The feasibility of transposing these findings to the benefit of autoimmune patients remains unknown. One major trial that is expected to bring insights into the feasibility, but also the safety, of Treg therapy, is the one initiated by the University of California (ClinicalTrials.gov Identifier: NCT01210664),²² where polyclonal, in vitro expanded, PBMC-derived Treg cells will be injected into early onset T1D patients. Notably, this protocol is not completely in line with the UCBT study, as the patients are recruited based on well-established disease, will not be conditioned, and the Treg cells will be of adult origin, and thus can be expected to comprise of a significant proportion of iTreg cells.

Strategies to Overcome the Problem

Strategies can be chosen to reduce the plasticity of Treg cells and maximize the potential of therapeutic efficiency of Treg-based immunotherapy. It will be of primordial importance to determine which markers will accurately define Treg populations for their isolation and ex vivo manipulation, as well as the functional parameters that will be used to assess success or failure of Foxp3⁺ T_reg cell-mediated disease protection. The time and frequency of injection, the lymphocompetence and genetics of the host are also important variables to monitor in these protocols.

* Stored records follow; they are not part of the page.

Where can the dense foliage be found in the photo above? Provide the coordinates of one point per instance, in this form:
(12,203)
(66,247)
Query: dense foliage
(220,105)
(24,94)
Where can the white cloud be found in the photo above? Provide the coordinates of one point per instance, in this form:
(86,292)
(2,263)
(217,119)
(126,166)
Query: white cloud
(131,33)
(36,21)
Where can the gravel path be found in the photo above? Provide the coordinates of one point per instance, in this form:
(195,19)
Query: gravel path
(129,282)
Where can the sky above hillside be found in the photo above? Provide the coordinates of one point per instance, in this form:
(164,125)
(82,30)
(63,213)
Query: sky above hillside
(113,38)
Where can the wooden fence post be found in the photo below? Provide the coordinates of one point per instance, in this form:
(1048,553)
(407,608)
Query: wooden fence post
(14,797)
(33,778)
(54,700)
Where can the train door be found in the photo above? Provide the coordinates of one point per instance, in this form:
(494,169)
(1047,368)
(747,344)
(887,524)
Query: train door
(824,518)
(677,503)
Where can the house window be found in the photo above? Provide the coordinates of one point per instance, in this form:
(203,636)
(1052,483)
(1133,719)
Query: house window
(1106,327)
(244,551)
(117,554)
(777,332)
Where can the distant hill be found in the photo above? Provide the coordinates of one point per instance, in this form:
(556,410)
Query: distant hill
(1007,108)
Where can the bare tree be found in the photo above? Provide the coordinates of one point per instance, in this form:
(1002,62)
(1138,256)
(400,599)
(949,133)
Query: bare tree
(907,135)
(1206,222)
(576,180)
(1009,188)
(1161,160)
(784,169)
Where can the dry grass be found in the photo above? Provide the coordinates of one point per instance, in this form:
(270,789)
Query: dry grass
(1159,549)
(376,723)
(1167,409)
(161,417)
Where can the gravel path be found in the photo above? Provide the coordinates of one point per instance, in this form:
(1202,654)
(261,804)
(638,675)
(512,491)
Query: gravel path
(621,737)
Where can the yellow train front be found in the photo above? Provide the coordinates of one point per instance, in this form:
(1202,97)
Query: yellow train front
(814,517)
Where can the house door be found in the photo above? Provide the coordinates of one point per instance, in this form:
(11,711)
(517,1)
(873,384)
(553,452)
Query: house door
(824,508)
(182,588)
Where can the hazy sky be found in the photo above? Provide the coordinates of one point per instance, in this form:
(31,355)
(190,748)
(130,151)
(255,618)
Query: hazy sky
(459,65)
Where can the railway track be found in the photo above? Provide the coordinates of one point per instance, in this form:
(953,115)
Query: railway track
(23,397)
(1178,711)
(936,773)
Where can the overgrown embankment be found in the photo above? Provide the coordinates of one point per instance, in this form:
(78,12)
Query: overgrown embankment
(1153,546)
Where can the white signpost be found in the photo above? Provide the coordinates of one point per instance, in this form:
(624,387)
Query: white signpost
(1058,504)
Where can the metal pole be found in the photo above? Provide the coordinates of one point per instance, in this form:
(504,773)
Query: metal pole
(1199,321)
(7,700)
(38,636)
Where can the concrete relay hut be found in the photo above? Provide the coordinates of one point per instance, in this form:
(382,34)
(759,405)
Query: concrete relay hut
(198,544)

The stability of transferred Treg cells can be greatly increased by the adjunction of factors that stabilize FOXP3 expression to the in vitro expansion conditions. These could include the use of retinoic acid, IL-10, and/or the use of methylation inhibitors such as azacytidine, which favor the demethylation of the foxp3 promoter. As such, it has been shown that methyl-transferase inhibitors could impact FOXP3 expression in vivo in mice.³⁴ Finally, there is a lack of consensus regarding the criteria of assessment of purity and stability of the injected cells. Indeed, rather than the expression of FOXP3 in itself, it would be interesting to use markers providing information on the expectable stability of the lineage. This is currently only feasible by the measurement of the methylation status of the foxp3 promoter.

Interestingly, Battaglia et al. recently proposed a “two-step” model of immunotherapy for patients suffering from T1D. While this protocol proposes to induce Treg cells in vitro from Tconv cells, it offers several novel avenues. In particular, they suggest to create a lymphopenic environment, an idea supported by the successful, yet transient, improvement of this disease by HSCT following total conditioning,³⁵ and to use Treg-stabilizing treatment.²² The potential results of such a clinical trial would certainly contribute a wealth of knowledge regarding the hopes of Treg-base immunotherapy, as it attempts to integrate a very large part of the current information, from both mice and men.

Conclusion

In conclusion, caution is required in the therapeutic use and manipulation of Treg cells in humans, as the factors that maintain their functional stability remain ill-defined. In particular, relying on the pre-clinical information gathered from mouse models will provide valuable guidance in the parameters that are at play, even though it remains uncertain how informative the mouse models are with respect to the human immune system. Nonetheless, the current evidence suggests that the plasticity of Treg cell subsets may constitute less of a hurdle than previously imagined, provided certain strategies are implemented to contain it.

Disclosure of Potential Conflicts of Interest

No potential conflicts of interest were disclosed.